COLORADO SPRINGS — Recently, FOX21 came across a Facebook post in which a local woman told users her condo had not only been damaged, but also turned into a meth lab.

That post led local landlords to ask: how can I protect my home even if I am not living in it?

According to Zillow, there are nearly 300 houses available for rent in Colorado Springs. In Pueblo, there are almost 70. Based on iPropertyManagement’s data, in Colorado, 33.21% of households rent their homes.

Although that is good news for landlords looking to rent their properties, that number also opens the door to possible property damage and landlord/tenant conflicts. It is a problem local insurance agent and owner of Valkyrie Insurance Amy Dague has watched several of her clients face.

“It’s been a hidden problem. Over the last ten years it’s become more prevalent.”

Amy Dague, Valkyrie Insurance

From condos turned meth labs, unknown tenants, to property damage, renting out your property can be an intimidating task. Especially when someone looks great on paper but turns out to be anything but.
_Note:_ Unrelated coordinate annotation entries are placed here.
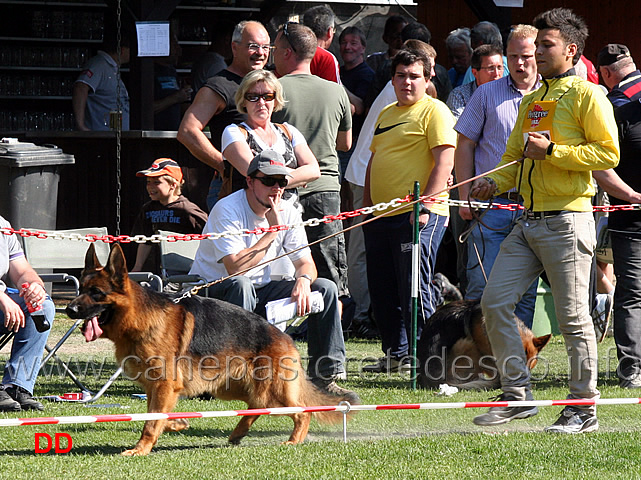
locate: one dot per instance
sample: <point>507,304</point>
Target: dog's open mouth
<point>92,329</point>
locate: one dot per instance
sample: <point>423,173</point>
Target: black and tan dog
<point>454,348</point>
<point>192,347</point>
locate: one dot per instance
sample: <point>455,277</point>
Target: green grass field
<point>381,445</point>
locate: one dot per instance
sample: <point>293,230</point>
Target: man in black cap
<point>247,257</point>
<point>619,74</point>
<point>623,185</point>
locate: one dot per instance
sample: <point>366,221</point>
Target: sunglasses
<point>271,181</point>
<point>286,33</point>
<point>254,97</point>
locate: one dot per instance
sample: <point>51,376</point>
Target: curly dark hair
<point>572,28</point>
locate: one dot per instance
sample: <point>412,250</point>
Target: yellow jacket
<point>585,136</point>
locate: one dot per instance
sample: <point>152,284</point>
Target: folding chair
<point>46,254</point>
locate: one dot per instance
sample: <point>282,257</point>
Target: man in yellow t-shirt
<point>414,140</point>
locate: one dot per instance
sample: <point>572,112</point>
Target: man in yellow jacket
<point>565,129</point>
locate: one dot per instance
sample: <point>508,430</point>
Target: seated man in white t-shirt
<point>258,206</point>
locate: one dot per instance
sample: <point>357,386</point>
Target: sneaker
<point>573,420</point>
<point>388,364</point>
<point>8,404</point>
<point>24,398</point>
<point>500,415</point>
<point>330,386</point>
<point>601,315</point>
<point>449,292</point>
<point>364,329</point>
<point>631,381</point>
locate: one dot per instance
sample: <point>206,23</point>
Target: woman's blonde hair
<point>251,79</point>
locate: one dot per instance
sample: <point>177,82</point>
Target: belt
<point>512,196</point>
<point>530,215</point>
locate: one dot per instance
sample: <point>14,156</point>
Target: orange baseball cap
<point>163,166</point>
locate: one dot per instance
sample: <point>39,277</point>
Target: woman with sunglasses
<point>260,93</point>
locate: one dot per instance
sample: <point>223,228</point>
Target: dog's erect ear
<point>91,259</point>
<point>117,265</point>
<point>540,342</point>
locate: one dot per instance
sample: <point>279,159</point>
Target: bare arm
<point>142,253</point>
<point>356,102</point>
<point>307,170</point>
<point>464,165</point>
<point>190,133</point>
<point>79,103</point>
<point>443,165</point>
<point>344,140</point>
<point>614,185</point>
<point>367,197</point>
“They’ve got good credit, they’ve got a good income, they have a good rental history, but that’s just on paper. You don’t know what that person is doing in their everyday life.”
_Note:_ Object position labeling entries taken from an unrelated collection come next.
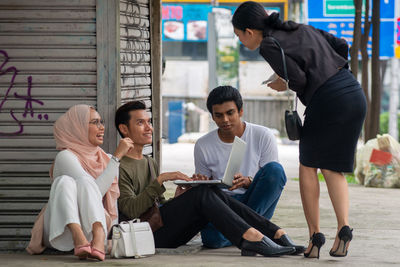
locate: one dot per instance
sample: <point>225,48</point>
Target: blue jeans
<point>262,196</point>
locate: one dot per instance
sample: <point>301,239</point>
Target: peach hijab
<point>71,131</point>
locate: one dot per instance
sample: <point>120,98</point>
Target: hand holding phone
<point>271,78</point>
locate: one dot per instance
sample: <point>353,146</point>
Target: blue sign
<point>188,22</point>
<point>341,24</point>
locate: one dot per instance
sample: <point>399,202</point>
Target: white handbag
<point>132,239</point>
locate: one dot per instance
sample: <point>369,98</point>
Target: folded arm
<point>66,163</point>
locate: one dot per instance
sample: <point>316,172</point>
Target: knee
<point>273,173</point>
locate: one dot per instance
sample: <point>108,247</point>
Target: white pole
<point>394,100</point>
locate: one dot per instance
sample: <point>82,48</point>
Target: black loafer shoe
<point>265,247</point>
<point>285,241</point>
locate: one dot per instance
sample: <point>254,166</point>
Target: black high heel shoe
<point>285,241</point>
<point>265,247</point>
<point>318,240</point>
<point>345,235</point>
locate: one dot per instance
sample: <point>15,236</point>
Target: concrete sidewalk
<point>374,214</point>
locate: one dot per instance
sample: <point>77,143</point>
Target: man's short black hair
<point>223,94</point>
<point>122,115</point>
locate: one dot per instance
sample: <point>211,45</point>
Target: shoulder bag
<point>132,239</point>
<point>292,120</point>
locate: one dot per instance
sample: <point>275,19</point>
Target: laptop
<point>232,167</point>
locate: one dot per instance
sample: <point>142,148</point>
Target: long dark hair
<point>252,15</point>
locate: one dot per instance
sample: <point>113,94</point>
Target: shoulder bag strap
<point>285,73</point>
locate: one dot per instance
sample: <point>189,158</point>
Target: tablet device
<point>232,167</point>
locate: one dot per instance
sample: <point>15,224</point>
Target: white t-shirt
<point>211,154</point>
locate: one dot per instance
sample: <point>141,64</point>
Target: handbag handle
<point>133,236</point>
<point>153,176</point>
<point>285,73</point>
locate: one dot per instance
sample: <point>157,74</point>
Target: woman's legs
<point>339,194</point>
<point>91,212</point>
<point>77,234</point>
<point>309,190</point>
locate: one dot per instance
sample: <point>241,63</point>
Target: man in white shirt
<point>211,154</point>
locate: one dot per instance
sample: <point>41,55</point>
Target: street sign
<point>339,8</point>
<point>337,17</point>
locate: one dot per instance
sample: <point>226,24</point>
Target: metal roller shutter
<point>54,42</point>
<point>135,53</point>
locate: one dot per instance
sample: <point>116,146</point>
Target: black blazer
<point>312,57</point>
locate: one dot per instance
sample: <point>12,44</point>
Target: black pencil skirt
<point>333,123</point>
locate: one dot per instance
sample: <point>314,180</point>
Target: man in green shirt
<point>184,216</point>
<point>138,190</point>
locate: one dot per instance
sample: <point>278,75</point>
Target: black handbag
<point>292,119</point>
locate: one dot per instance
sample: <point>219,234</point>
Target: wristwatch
<point>115,158</point>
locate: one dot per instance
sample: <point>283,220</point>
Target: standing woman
<point>83,198</point>
<point>335,109</point>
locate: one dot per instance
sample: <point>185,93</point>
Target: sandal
<point>83,251</point>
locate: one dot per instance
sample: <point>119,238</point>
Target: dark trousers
<point>262,197</point>
<point>186,215</point>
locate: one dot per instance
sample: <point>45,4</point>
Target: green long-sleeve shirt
<point>137,189</point>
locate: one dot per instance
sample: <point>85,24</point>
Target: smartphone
<point>271,78</point>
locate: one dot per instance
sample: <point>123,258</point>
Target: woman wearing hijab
<point>83,198</point>
<point>317,71</point>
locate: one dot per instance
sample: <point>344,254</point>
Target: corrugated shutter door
<point>54,42</point>
<point>135,52</point>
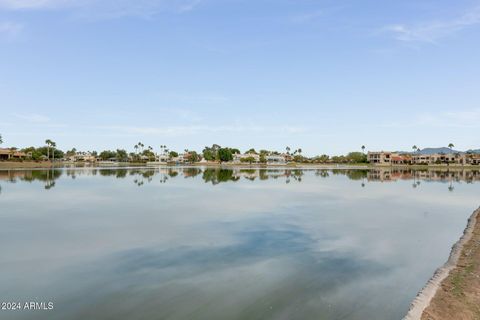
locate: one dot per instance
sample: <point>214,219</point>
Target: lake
<point>212,243</point>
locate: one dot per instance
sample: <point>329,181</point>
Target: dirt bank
<point>453,293</point>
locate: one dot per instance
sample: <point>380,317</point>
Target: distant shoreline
<point>448,294</point>
<point>60,164</point>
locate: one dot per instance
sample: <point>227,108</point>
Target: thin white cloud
<point>203,129</point>
<point>449,119</point>
<point>306,17</point>
<point>433,31</point>
<point>36,4</point>
<point>32,117</point>
<point>104,8</point>
<point>10,30</point>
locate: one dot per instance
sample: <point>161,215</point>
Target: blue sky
<point>325,76</point>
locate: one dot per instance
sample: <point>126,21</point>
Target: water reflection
<point>219,175</point>
<point>227,243</point>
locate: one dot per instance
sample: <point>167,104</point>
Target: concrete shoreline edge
<point>428,292</point>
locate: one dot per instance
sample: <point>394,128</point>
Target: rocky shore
<point>453,293</point>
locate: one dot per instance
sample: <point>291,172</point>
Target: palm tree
<point>53,144</point>
<point>48,142</point>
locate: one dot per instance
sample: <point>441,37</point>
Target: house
<point>440,158</point>
<point>83,157</point>
<point>472,158</point>
<point>380,157</point>
<point>240,158</point>
<point>276,159</point>
<point>11,154</point>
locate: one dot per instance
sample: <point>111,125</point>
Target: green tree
<point>357,157</point>
<point>53,145</point>
<point>193,157</point>
<point>122,155</point>
<point>248,159</point>
<point>48,142</point>
<point>209,154</point>
<point>225,154</point>
<point>107,154</point>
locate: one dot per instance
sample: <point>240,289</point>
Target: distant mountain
<point>429,151</point>
<point>438,150</point>
<point>476,151</point>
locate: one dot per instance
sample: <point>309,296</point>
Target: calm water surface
<point>197,243</point>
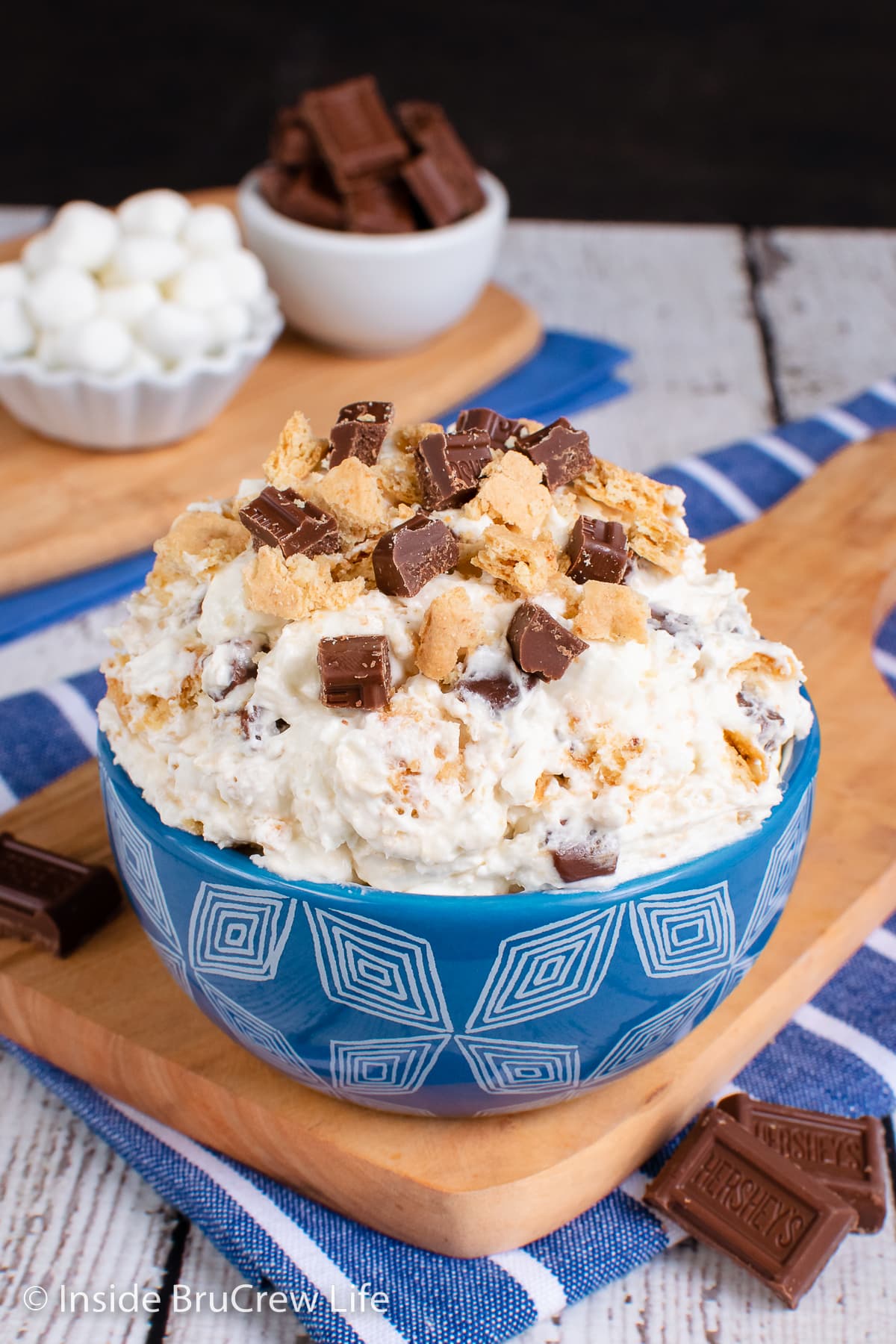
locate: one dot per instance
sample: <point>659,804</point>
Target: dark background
<point>753,113</point>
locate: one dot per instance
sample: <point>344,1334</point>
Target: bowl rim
<point>798,777</point>
<point>297,234</point>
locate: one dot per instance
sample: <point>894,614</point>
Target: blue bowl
<point>455,1006</point>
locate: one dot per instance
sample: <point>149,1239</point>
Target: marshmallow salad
<point>458,663</point>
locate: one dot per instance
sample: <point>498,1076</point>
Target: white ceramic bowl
<point>374,293</point>
<point>132,410</point>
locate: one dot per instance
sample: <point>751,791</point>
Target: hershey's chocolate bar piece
<point>726,1187</point>
<point>541,644</point>
<point>355,671</point>
<point>449,467</point>
<point>52,900</point>
<point>280,517</point>
<point>499,428</point>
<point>359,432</point>
<point>561,450</point>
<point>597,550</point>
<point>442,176</point>
<point>354,131</point>
<point>847,1155</point>
<point>499,691</point>
<point>290,143</point>
<point>381,208</point>
<point>414,553</point>
<point>593,858</point>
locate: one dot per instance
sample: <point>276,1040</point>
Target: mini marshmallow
<point>16,332</point>
<point>159,213</point>
<point>40,253</point>
<point>62,296</point>
<point>100,346</point>
<point>144,257</point>
<point>173,334</point>
<point>228,323</point>
<point>13,280</point>
<point>128,302</point>
<point>199,285</point>
<point>211,228</point>
<point>84,235</point>
<point>243,276</point>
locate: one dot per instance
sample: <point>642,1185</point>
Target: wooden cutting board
<point>67,508</point>
<point>817,566</point>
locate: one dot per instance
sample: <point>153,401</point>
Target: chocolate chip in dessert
<point>499,428</point>
<point>449,467</point>
<point>499,691</point>
<point>354,131</point>
<point>281,517</point>
<point>258,724</point>
<point>355,671</point>
<point>359,432</point>
<point>598,551</point>
<point>541,644</point>
<point>593,858</point>
<point>561,450</point>
<point>414,553</point>
<point>52,900</point>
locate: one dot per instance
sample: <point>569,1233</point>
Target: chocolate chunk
<point>280,517</point>
<point>352,129</point>
<point>449,467</point>
<point>499,428</point>
<point>593,858</point>
<point>845,1155</point>
<point>411,554</point>
<point>359,432</point>
<point>561,450</point>
<point>726,1187</point>
<point>598,551</point>
<point>240,667</point>
<point>381,208</point>
<point>499,691</point>
<point>258,724</point>
<point>442,178</point>
<point>52,900</point>
<point>541,644</point>
<point>292,144</point>
<point>355,671</point>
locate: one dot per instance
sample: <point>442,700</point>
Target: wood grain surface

AMY DAGUE, VALKYRIE INSURANCE

So what are landlords to do? First, Dague suggests putting opportunities to walk through the property in the lease. However, those visits should benefit not just the landlord, but also the tenant.

“Look into some simple filter replacements. It sounds so small but write that into your lease. Every six months, there’s a duct cleaning. I don’t want it to turn into a police state where they say ‘Oh my goodness, they had a messy kitchen,’ but they’ll have eyes on what the inside looks like.”

Another tactic to protect your property: keep an eye on the yard.

“A lot of times you’re going to know by simple things outside,” Dague explained. “They’re not taking care of their yard and there’s stuff all over the place. Outside is what everybody gets to pass and see, so if that’s what they’re doing with the outside, maybe look inside.”

House for rent in Colorado Springs

Dague’s biggest piece of advice: make sure you have everything taken care of before the lease is signed. According to Dague, once the damage is done there is, usually, not a lot of help available for landlords.

“Unfortunately, court seems to be the option I see most often and it’s not always very successful,” Dague said. “Sometimes, these renters will make it very hard to be found once they’ve done that type of malicious damage and they know it.”

Back in November of 2021, the city of Colorado Springs held a “Renter Rights Workshop” session featuring advice from local attorney Clinton Albert. Although Albert’s advice is geared mostly toward renters, the workshop provides useful for information for all parties involved in renter agreements.